Okay, back to Blackwater. Martha and Lloyd both highlighted an article yesterday. This is from Steve Fainaru and Saad al-Izzi's "U.S. Security Contractors Open Fire in Baghdad:"

Employees of Blackwater USA, a private security firm under contract to the State Department, opened fire on the streets of Baghdad twice in two days last week, and one of the incidents provoked a standoff between the security contractors and Iraqi forces, U.S. and Iraqi officials said.
A Blackwater guard shot and killed an Iraqi driver Thursday near the Interior Ministry, according to three U.S. officials and one Iraqi official who were briefed on the incident but spoke on condition of anonymity because of a pending investigation. On Wednesday, a Blackwater-protected convoy was ambushed in downtown Baghdad, triggering a furious battle in which the security contractors, U.S. and Iraqi troops and AH-64 Apache attack helicopters were firing in a congested area.
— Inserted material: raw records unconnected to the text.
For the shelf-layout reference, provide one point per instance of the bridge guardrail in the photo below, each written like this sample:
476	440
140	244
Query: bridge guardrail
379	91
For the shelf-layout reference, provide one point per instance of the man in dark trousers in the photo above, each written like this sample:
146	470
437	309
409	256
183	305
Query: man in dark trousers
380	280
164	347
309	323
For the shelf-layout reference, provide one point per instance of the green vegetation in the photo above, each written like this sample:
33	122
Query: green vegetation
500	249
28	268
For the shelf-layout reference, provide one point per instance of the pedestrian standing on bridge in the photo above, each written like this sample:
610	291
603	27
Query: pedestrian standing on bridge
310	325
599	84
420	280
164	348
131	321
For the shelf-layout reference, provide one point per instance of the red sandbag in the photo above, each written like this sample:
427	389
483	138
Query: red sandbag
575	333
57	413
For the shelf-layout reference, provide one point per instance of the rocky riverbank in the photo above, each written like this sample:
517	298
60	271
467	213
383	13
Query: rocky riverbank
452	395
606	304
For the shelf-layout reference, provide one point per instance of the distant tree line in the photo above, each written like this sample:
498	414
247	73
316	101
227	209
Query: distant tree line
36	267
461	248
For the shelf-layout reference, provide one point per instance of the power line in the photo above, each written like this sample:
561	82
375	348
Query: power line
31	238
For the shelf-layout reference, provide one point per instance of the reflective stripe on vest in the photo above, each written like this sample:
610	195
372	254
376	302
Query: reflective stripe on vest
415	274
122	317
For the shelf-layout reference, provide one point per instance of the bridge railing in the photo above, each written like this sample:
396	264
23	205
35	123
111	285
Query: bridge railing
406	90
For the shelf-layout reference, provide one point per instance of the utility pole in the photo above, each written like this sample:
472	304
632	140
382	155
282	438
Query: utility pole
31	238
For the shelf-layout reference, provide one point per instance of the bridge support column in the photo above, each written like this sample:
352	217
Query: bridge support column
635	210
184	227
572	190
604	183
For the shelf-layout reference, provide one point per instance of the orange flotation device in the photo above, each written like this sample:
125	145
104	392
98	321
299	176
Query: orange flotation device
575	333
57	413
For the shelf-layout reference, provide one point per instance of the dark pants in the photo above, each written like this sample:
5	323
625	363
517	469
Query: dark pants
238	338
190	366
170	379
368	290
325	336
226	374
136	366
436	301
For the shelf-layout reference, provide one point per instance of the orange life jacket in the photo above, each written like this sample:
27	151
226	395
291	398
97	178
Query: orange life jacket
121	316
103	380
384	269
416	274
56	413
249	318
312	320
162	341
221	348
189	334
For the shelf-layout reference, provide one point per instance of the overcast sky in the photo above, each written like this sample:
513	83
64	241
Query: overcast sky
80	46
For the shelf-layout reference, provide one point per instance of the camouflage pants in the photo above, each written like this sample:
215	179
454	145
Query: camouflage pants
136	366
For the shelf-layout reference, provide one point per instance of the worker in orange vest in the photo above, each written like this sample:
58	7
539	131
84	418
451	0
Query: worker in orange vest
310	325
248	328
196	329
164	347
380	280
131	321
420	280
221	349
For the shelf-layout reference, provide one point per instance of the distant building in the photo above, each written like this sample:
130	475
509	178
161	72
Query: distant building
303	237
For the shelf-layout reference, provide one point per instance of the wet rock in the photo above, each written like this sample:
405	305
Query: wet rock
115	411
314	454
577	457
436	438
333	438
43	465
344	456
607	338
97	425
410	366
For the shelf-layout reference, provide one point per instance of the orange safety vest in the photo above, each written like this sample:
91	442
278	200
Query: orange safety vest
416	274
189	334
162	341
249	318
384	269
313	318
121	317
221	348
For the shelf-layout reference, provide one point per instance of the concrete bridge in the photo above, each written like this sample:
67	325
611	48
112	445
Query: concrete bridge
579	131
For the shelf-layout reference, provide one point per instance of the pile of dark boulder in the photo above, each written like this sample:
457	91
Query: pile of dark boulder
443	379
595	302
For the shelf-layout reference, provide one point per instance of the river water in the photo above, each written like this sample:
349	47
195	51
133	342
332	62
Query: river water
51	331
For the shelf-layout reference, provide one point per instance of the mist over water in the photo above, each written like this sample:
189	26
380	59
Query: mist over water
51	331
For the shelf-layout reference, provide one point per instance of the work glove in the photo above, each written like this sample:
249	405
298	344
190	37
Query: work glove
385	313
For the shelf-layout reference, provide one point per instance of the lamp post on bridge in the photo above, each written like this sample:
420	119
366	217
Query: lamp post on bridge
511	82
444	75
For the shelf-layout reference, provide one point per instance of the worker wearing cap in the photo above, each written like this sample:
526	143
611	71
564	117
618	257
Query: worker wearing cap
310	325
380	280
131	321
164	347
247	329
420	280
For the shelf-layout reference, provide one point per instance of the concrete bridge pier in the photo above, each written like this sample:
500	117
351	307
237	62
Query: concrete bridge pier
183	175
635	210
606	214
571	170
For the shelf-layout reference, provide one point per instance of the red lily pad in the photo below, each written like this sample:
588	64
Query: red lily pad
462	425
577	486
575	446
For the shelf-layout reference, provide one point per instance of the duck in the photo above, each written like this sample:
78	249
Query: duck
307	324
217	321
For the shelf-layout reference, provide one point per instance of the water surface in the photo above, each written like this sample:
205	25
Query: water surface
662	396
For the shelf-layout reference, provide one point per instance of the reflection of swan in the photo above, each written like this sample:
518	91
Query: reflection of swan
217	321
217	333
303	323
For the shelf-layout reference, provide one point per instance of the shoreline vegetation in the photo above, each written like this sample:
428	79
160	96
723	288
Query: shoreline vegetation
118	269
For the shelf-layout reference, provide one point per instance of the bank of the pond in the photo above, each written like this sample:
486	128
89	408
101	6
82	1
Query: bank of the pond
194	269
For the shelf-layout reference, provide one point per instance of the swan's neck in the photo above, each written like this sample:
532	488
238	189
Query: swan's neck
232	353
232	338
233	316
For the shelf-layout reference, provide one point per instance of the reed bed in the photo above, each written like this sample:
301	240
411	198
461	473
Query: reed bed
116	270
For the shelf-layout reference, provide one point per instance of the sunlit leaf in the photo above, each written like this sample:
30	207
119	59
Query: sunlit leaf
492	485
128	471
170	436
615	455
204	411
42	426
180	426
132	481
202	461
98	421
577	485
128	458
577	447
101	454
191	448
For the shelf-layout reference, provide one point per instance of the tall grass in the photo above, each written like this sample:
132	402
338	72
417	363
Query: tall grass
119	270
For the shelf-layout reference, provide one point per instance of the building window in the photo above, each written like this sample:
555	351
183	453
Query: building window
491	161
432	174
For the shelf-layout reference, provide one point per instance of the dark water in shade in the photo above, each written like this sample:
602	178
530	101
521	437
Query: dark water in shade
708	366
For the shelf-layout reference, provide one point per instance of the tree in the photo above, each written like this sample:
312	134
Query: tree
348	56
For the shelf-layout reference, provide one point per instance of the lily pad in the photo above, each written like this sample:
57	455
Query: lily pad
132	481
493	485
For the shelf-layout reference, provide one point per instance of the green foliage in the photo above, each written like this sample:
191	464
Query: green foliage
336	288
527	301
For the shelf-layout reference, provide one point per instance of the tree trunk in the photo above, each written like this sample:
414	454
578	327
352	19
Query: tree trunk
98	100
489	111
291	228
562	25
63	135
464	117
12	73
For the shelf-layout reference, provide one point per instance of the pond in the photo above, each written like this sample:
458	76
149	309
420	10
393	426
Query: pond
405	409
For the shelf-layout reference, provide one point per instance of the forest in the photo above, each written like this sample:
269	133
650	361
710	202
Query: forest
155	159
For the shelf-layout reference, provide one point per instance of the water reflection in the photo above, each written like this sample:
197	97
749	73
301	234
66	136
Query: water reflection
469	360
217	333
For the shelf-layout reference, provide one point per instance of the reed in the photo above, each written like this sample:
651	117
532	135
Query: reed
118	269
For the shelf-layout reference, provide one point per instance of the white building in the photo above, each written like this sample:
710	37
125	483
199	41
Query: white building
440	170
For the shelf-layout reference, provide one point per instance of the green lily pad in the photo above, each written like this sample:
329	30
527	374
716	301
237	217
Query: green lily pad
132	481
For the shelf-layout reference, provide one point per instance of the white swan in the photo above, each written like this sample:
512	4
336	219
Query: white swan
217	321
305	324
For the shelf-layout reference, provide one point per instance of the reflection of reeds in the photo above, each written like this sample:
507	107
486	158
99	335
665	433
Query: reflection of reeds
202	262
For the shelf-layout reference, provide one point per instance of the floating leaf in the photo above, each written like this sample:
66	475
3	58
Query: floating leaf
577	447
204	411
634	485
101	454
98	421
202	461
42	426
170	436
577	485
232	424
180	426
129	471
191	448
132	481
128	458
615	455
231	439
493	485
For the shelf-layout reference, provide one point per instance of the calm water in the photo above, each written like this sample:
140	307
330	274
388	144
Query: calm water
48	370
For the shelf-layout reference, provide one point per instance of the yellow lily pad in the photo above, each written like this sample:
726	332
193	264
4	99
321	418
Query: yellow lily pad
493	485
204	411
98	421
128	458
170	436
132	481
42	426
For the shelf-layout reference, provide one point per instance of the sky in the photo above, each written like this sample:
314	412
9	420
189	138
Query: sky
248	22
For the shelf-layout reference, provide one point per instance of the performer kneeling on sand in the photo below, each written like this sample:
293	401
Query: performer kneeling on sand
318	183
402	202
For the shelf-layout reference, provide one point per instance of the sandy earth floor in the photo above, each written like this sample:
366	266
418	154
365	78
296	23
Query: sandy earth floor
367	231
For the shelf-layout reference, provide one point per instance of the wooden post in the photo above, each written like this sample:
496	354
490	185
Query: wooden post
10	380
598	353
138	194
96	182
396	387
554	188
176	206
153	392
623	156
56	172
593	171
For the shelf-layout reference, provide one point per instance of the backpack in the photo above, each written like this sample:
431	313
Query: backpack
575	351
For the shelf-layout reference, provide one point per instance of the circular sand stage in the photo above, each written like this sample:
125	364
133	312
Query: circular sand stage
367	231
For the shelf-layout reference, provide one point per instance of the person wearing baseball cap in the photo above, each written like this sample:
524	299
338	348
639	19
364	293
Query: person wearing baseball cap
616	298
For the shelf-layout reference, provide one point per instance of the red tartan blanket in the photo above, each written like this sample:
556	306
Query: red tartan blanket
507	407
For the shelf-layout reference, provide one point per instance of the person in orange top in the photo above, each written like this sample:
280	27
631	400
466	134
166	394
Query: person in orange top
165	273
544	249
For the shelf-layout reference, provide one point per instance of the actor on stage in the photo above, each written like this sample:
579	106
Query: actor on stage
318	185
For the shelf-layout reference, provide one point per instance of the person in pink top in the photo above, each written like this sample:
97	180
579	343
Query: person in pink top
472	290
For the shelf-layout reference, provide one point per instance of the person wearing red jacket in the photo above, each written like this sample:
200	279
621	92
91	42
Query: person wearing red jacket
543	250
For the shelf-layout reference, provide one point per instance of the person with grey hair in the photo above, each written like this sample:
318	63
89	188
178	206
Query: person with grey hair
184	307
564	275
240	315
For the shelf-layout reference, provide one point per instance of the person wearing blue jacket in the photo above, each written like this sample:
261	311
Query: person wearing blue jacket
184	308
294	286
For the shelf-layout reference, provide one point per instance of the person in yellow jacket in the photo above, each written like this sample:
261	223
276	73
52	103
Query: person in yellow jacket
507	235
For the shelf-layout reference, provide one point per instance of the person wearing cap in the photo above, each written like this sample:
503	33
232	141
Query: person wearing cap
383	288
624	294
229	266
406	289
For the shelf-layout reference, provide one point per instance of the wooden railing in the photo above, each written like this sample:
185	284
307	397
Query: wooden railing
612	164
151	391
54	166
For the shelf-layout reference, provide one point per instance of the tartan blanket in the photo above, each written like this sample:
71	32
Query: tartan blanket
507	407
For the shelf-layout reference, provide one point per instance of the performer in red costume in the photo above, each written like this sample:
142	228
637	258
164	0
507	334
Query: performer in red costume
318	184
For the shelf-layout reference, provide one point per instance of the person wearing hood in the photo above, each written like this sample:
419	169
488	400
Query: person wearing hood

For more on Blackwater, you can see (watch, read or listen) "Jeremy Scahill Responds to Blackwater CEO Erik Prince, Visits Blackwater Sites and Prince’s Hometown" (Democracy Now!). The best and most hard hitting Iraq related article today is by Jennifer Loven. From the opening of "Bush Has Own Take on Iraq Public Opinion" (AP):

Confronted with strong opposition to his Iraq policies, President Bush decides to interpret public opinion his own way. Actually, he says, people agree with him.
Democrats view the November elections that gave them control of Congress as a mandate to bring U.S. troops home from Iraq. They're backed by evidence; election exit poll surveys by The Associated Press and television networks found 55 percent saying the U.S. should withdraw some or all of its troops from Iraq.
The president says Democrats have it all wrong: the public doesn't want the troops pulled out -- they want to give the military more support in its mission.
"Last November, the American people said they were frustrated and wanted a change in our strategy in Iraq," he said April 24, ahead of a veto showdown with congressional Democrats over their desire to legislation a troop withdrawal timeline. "I listened. Today, General David Petraeus is carrying out a strategy that is dramatically different from our previous course."
Increasingly isolated on a war that is going badly, Bush has presented his alternative reality in other ways, too. He expresses understanding for the public's dismay over the unrelenting sectarian violence and American losses that have passed 3,400, but then asserts that the public's solution matches his.